A unique solution: There are no pivots in the constant column and every variable is a pivot variable. The first two variables are pivot variables, to make the third variable a pivot variable, you need the leading entry in the third row to be in the third column. In other words, $\lambda^2-5\lambda+6\not=0$
Infinitely many solutions: There are no pivots in the constant column and there is a free variable. Since the first two variables are pivot variables, the third variable is the only choice to be free. To be free, you need the leading entry of the third row to not be in the third column. Once you've made that choice, you may worry that there is a pivot in the constant column. You'll need to make sure that the $\lambda$ you pick does not give a pivot in the constant column of the third row. In other words, $\lambda^2-5\lambda+6=0$ and $9-3\lambda=0$.
Use the determinant formula for the first three columns of the matrix (that compose an upper triangular matrix, so you just need to get the product of the diagonal elements).
There is one solution if and only if the determinant you got is not equal to zero (Determinant theorem).
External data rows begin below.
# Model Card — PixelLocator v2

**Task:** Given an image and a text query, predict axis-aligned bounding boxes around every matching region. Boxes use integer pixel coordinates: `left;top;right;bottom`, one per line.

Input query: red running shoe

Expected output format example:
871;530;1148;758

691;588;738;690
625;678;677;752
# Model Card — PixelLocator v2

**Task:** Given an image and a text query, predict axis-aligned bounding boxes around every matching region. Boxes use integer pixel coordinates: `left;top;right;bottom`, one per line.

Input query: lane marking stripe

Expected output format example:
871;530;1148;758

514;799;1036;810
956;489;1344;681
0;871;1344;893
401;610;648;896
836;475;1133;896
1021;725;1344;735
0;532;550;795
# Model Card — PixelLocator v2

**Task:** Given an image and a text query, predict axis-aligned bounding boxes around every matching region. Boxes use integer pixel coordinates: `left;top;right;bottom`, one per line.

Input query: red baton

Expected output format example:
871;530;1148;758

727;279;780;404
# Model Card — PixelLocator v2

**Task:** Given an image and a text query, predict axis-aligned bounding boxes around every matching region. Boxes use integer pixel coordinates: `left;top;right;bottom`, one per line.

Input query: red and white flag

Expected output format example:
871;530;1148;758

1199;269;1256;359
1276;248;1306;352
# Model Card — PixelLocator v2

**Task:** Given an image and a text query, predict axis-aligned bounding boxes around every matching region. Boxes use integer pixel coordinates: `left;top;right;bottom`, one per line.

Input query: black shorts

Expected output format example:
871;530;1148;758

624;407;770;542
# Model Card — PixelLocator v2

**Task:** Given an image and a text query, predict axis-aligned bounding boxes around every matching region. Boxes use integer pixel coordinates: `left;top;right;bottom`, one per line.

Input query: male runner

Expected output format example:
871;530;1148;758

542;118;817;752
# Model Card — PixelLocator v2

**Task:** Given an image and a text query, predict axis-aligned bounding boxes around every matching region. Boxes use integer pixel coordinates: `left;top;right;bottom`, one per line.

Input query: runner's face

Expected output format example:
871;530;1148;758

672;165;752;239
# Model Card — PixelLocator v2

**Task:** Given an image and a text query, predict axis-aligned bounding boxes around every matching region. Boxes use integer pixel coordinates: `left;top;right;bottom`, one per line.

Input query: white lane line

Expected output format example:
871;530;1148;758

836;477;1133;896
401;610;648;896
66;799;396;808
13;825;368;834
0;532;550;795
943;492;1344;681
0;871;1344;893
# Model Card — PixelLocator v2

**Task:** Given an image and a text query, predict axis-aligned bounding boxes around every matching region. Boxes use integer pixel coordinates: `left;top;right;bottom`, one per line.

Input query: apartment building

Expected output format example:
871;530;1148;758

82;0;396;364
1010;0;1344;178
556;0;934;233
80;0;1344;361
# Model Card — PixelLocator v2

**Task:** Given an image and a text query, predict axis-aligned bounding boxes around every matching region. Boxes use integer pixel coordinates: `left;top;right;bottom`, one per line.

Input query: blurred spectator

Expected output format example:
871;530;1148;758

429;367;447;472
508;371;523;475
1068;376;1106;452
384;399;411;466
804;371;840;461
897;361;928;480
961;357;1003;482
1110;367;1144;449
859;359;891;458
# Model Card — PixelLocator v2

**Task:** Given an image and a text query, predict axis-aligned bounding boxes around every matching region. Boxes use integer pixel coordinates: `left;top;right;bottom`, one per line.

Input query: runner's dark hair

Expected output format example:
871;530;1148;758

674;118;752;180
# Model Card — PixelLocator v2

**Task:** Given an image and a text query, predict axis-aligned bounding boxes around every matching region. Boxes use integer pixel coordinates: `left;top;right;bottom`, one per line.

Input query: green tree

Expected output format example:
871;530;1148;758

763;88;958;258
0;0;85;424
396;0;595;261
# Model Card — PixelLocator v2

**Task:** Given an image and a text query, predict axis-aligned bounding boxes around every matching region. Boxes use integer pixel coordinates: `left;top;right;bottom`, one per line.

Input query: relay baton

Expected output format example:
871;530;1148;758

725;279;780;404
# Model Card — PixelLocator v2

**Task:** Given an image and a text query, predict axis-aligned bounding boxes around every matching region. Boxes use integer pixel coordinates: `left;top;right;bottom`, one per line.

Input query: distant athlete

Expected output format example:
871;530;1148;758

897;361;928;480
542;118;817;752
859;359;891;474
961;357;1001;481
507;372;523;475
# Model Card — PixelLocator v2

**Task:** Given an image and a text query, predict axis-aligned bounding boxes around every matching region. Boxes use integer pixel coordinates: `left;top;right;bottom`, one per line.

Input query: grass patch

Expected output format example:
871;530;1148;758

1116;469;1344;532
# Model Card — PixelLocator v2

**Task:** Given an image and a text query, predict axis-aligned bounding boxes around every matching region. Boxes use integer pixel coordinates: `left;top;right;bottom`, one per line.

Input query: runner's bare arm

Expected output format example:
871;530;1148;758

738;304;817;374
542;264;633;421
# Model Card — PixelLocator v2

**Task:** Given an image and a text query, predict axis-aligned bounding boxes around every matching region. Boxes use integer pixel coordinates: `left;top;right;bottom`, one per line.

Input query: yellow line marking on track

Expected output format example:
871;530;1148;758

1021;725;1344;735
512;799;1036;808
Then, check the values for which the determinant is equal to 0 and write the new matrices using that values.
For every new matrix, you have to study how many dependent/independent rows or columns you have (you can use Gauss algorithm, too).
Knowing that, you can have a conclusion using the Rouché-Capelli theorem.
see if there is a pivot in column three. you have one if $\lambda \neq 2$ and $\lambda \neq 3$ implying in these case you have a unique solution. now all you are left with are the cases $\lambda = 2$ and $\lambda = 3.$ i will let you handle those.